GA Map dysbiosis: analyse your patients’ microbiota in three simple steps
What is dysbiosis and why test for it?
Dysbiosis is an imbalance of the microbiota in the gut compared to a normal and healthy reference microbiome. Identifying and quantifying the severity of dysbiosis is a very useful tool across a wide range of diseases, particularly for irritable bowel syndrome (IBS) and inflammatory bowel disease (IBD), and also to direct treatment or help weight loss.
What will we learn from having a dysbiosis test?
The GA-Map Dysbiosis Test provides you and your patient with a full overview of what’s going on in their gut. Learning which bacteria are the major players, and whether these are health-promoting or health-inhibiting microbes, really helps patients to fully engage with proposed changes to their diet and lifestyle. This can also help direct patient-specific therapies, for example, GA-Map technology has been used to predict the success of traditional IBS treatments and low-FODMAP diets, and there is evidence to suggest that it can be helpful to monitor the microbial diversity of patients on long-term antibiotic regimens. Gut microbiome analysis can also determine whether an individual’s microbial composition is frustrating their weight loss efforts; research has shown a strong link between obesity and dysbiosis. Some bacteria extract more calories from food than their counterparts so, for example, patients with a Firmicutes-heavy microbiome may find it much harder to lose weight.
Why is this test better?
Traditionally, the identification of dysbiosis has been based on breath-testing methods and small bowel culture techniques, but these methods don’t provide a really thorough picture of the gut microbiota, and they are not well validated. Instead, testing your patients’ stool samples using a gut microbiota DNA analysis tool, such as the GA-Map® Dysbiosis Test, identifies and characterises dysbiosis, giving you a far clearer picture of what’s really going on in your patient’s gut. GA-Map technology significantly increases the number of bacteria species that can be found in a stool sample and reduces detection time compared to conventional techniques. Combined with the clinical picture and history, this can help to unveil the underlying cause of symptoms, and measure incremental effects of treatment or relapse of disease over time.

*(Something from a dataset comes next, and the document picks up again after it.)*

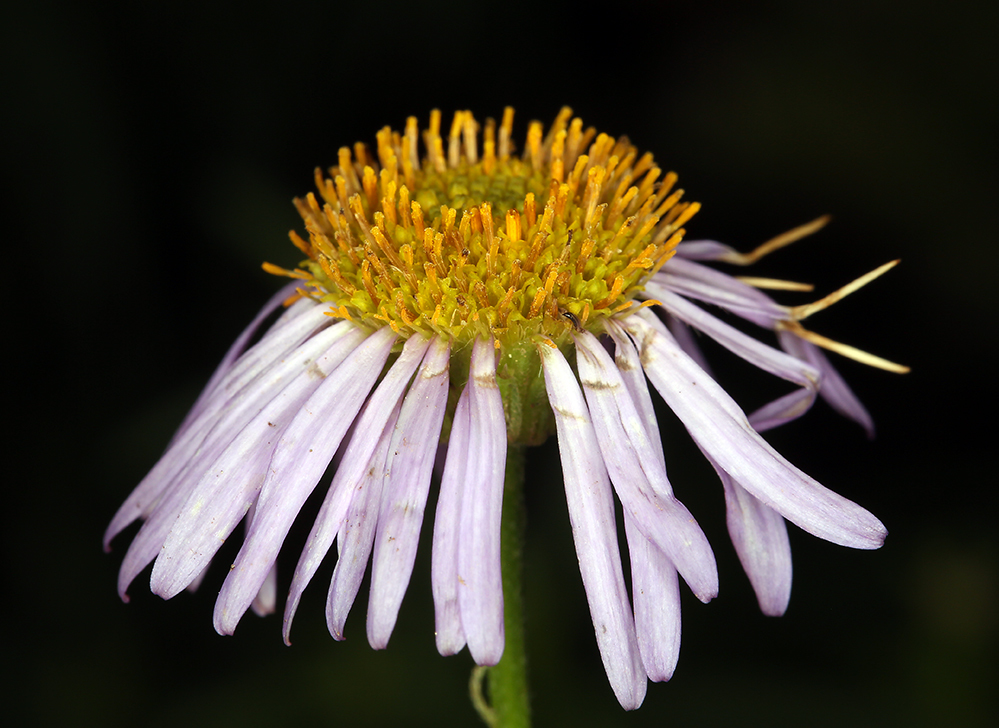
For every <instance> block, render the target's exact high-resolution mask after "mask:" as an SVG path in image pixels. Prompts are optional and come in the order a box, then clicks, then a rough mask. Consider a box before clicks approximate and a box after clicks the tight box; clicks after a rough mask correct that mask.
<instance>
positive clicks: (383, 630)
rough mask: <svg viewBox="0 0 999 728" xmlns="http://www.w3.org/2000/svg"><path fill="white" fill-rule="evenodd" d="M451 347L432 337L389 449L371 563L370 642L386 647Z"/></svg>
mask: <svg viewBox="0 0 999 728" xmlns="http://www.w3.org/2000/svg"><path fill="white" fill-rule="evenodd" d="M450 354H451V348H450V344H449V343H448V342H446V341H444V340H442V339H440V338H435V339H434V340H433V342H432V343H431V345H430V348H429V350H428V351H427V355H426V357H425V358H424V360H423V365H422V366H421V367H420V370H419V372H418V373H417V375H416V379H415V380H414V381H413V385H412V386H411V387H410V388H409V391H408V392H407V393H406V397H405V399H404V400H403V403H402V412H401V413H400V414H399V421H398V423H397V424H396V428H395V434H394V435H393V437H392V444H391V446H390V447H389V455H388V462H387V463H386V470H388V473H389V474H388V476H387V477H386V479H385V481H384V482H383V486H382V502H381V508H380V510H379V515H378V532H377V534H376V536H375V547H374V554H373V555H372V564H371V591H370V596H369V598H368V620H367V631H368V643H369V644H370V645H371V646H372V647H373V648H374V649H376V650H378V649H384V648H385V647H386V646H387V645H388V640H389V637H391V636H392V629H393V628H394V627H395V621H396V617H397V616H398V614H399V607H400V606H401V604H402V598H403V596H404V595H405V593H406V587H407V586H408V585H409V577H410V576H411V574H412V572H413V562H414V561H415V559H416V548H417V546H418V545H419V541H420V527H421V526H422V525H423V511H424V508H425V507H426V504H427V493H428V492H429V490H430V476H431V474H432V473H433V468H434V458H435V457H436V455H437V443H438V441H439V440H440V434H441V425H442V424H443V422H444V412H445V410H446V409H447V394H448V385H449V383H450V382H449V379H448V364H449V361H450Z"/></svg>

Testing in three simple steps
The beauty of this test is how simple it is:
- Order the test kit
You can complete a test request form online and order the kit to be sent directly to the patient. The kit includes full instructions and equipment for extracting and packaging the stool sample in the comfort of the patient’s own home; a courier will then deliver the sample to our laboratory for analysis.

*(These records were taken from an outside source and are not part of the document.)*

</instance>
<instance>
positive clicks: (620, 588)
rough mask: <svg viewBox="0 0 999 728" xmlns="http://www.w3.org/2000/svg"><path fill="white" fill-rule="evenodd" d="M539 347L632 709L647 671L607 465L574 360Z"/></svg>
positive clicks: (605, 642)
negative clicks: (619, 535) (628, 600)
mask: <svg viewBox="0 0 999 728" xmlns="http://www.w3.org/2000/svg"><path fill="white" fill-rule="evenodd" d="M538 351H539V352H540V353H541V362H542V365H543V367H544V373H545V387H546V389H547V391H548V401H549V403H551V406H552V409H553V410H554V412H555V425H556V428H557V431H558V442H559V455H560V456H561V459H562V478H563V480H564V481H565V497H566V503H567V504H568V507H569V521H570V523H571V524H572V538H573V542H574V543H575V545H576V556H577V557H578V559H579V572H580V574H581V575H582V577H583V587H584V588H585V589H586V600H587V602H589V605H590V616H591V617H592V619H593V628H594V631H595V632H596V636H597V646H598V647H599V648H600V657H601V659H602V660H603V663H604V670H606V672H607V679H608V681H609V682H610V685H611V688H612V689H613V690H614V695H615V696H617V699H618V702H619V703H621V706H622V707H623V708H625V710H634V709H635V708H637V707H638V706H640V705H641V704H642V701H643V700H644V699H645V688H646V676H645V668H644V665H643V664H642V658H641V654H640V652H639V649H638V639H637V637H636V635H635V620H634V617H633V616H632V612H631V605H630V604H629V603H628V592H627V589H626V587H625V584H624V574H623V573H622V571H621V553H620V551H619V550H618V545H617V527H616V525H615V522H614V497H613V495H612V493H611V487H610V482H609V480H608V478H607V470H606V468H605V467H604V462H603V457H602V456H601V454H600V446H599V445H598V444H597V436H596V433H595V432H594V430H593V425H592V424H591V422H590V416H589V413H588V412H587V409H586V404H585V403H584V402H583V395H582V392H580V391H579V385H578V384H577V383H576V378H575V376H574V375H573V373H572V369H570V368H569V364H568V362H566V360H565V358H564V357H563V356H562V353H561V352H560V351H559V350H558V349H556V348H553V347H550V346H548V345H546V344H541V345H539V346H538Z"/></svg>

- Standardised and consistent microbial analysis
The main benefit of using GA-Map technology over other options is in the standardisation and consistency of results, thanks to GA-Map Analyzer software.

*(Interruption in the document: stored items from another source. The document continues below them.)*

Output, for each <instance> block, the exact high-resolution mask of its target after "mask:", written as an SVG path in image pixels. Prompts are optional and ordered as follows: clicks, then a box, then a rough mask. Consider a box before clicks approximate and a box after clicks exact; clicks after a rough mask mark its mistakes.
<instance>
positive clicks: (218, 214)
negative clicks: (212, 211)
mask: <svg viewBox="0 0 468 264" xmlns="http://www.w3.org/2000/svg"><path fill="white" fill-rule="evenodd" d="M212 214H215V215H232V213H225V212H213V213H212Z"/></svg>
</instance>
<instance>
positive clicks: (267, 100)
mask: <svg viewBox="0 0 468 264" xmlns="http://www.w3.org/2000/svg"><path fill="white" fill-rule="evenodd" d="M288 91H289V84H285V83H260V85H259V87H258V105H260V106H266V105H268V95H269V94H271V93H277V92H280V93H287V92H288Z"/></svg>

- A full overview report in 2-4 weeks.
Results are presented in an easy-to-read format and include a comprehensive profile of the patient’s microbiota. The report also provides an indication of the severity of dysbiosis, based on the relative abundance of individual bacteria compared to a healthy (control) population. Re-testing and comparisons with baseline or preceding results can help guide treatment that aims to normalise gut health, using probiotics or changes in the diet.
If you prefer to perform your own analyses, our experts will bring the technology to you, with all the support you need to establish a successful dysbiosis testing service.
The future of microbiota testing and treatment
As interest and knowledge in our microbiomes grow, further uses for dysbiosis testing continually emerge. For example, dysbiosis has been linked as a key contributor to non-alcoholic fatty liver disease; the unbalanced bacterial make-up in the gut throws off the stability of bile acids, which in turn leads to damage to the liver. Measuring the severity of dysbiosis (as well as faecal bile acids) could help to flag which patients are at risk of developing liver disease.
Another emerging field of interest is the role our microbiome has in the development of type 2 diabetes. There is undoubtedly more to learn, however, several studies have confirmed that there are specific bacterial species that appear to be either helpful or harmful when it comes to developing diabetes. For diabetes – and, in fact, many other diseases – dysbiosis testing is definitely a watch-this-space area of compelling interest.